Long ago, if your marriage was in trouble, you may have confided in a close family member or friend. On the other hand, chances are, especially if children were involved, you would simply keep your problems to yourself and do your best to endure the situation, hoping things would eventually improve between you and your spouse. Nowadays, rather than stay in an unhappy marriage, many Illinois spouses are more comfortable and confident seeking divorce.
Numerous factors have prompted an increased rate of divorce for those who are age 50 or over. Ending a marriage late in life is colloquially known as “gray divorce,” and the number of petitions older spouses have filed in court has reportedly doubled in the past 20 years. If you’re among those who will seek a late-life divorce in 2019 or beyond, you may want to talk to someone you trust who has already navigated the process because gray divorce often presents challenges that younger couples don’t necessarily encounter.

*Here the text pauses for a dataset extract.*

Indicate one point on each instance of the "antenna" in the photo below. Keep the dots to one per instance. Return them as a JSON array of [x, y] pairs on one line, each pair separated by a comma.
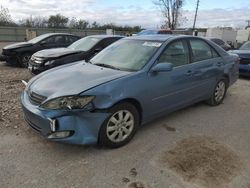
[[195, 17]]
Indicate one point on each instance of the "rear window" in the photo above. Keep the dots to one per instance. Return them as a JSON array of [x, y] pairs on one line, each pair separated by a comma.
[[201, 50]]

Key factors in late-life divorce
You’ve likely experienced a time or two when you and your friends got together for social time and wound up comparing notes on marriage. Those who are age 50 or beyond often cite the following issues as causal factors that prompted them to file for divorce:
- Disputes regarding finances: Fighting over money appears to be one of the greatest causal factors of gray divorce. When spouses disagree about when to retire or how much money to spend versus save, some decide it would be better to go their separate ways than live in a constant state of contention.
- Unresolved anger regarding children: Parents don’t always see eye-to-eye when it comes to disciplining and raising children. Some older spouses say they were simply unable to let go of the anger that had built up in them through the years when their philosophies on parenting were at constant odds with their spouses.

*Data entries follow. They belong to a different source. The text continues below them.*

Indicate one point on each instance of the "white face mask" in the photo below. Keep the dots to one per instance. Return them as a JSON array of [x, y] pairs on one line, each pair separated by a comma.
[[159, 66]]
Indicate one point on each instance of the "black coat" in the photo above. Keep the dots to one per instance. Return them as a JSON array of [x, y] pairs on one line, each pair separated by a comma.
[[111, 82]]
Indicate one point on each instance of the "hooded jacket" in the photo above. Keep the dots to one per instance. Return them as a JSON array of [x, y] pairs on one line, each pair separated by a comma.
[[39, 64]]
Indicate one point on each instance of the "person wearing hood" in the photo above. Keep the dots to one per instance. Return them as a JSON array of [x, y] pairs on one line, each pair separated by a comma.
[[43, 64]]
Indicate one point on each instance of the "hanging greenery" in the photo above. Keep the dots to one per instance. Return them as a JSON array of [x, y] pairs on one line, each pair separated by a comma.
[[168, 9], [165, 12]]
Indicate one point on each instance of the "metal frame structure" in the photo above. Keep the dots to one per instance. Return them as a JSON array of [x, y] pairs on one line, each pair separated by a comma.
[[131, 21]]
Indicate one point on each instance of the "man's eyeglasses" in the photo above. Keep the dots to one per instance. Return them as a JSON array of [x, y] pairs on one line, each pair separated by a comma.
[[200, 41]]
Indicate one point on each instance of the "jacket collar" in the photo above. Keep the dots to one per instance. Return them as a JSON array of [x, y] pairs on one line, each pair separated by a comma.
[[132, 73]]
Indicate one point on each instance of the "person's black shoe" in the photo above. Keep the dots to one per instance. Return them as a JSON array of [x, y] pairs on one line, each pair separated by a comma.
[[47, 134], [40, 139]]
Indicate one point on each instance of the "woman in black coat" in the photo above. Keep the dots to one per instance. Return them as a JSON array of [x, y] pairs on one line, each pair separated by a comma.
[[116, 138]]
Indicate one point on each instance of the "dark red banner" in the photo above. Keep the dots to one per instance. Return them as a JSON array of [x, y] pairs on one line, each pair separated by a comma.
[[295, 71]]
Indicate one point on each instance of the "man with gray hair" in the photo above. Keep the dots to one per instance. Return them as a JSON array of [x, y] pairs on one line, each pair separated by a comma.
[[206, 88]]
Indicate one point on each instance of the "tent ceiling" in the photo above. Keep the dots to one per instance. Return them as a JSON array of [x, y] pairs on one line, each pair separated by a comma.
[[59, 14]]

- Infidelity: Whether a spouse has an affair early in marriage or late in life, perhaps even after decades of marriage, it is highly unlikely that infidelity can occur without doing serious collateral damage to a relationship. Late-life divorce often occurs because of cheating.

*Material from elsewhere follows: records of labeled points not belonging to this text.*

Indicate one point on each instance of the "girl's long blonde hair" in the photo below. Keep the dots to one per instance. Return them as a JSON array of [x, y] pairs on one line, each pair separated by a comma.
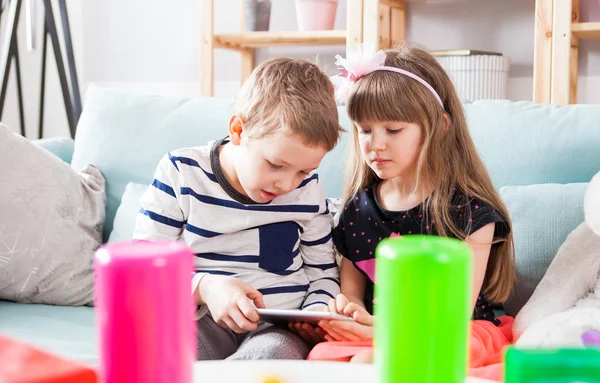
[[448, 157]]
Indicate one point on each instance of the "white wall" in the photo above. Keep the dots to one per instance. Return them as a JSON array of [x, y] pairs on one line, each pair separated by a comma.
[[153, 46]]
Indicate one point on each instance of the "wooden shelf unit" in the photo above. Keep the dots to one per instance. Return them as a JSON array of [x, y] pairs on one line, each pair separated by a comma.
[[557, 34], [382, 22]]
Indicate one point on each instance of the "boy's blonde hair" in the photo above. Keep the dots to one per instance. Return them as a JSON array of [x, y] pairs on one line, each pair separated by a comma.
[[292, 95], [448, 157]]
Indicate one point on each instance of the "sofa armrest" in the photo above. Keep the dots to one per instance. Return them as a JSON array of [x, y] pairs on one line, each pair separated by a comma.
[[62, 147]]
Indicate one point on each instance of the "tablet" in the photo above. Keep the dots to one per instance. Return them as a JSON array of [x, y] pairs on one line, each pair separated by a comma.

- Mental illness: Surprisingly, many baby boomers say their decisions to divorce connected closely with their spouses’ mental illnesses. Whether such illness involves substance abuse, depression or uncontrolled anger issues, many spouses determine late in life that they are simply unable to withstand the stress associated with such situations.
If you’ve been married 30 or more years, you’ve no doubt shared good and bad times with your spouse. It is an intensely personal and often emotionally difficult decision to make to file for divorce after being with the same spouse for so long. Such decisions often have significant impacts on a person’s assets, retirement benefits, tax refunds or business profits. It’s always a good idea to research state laws ahead of time to avoid negative surprises in court.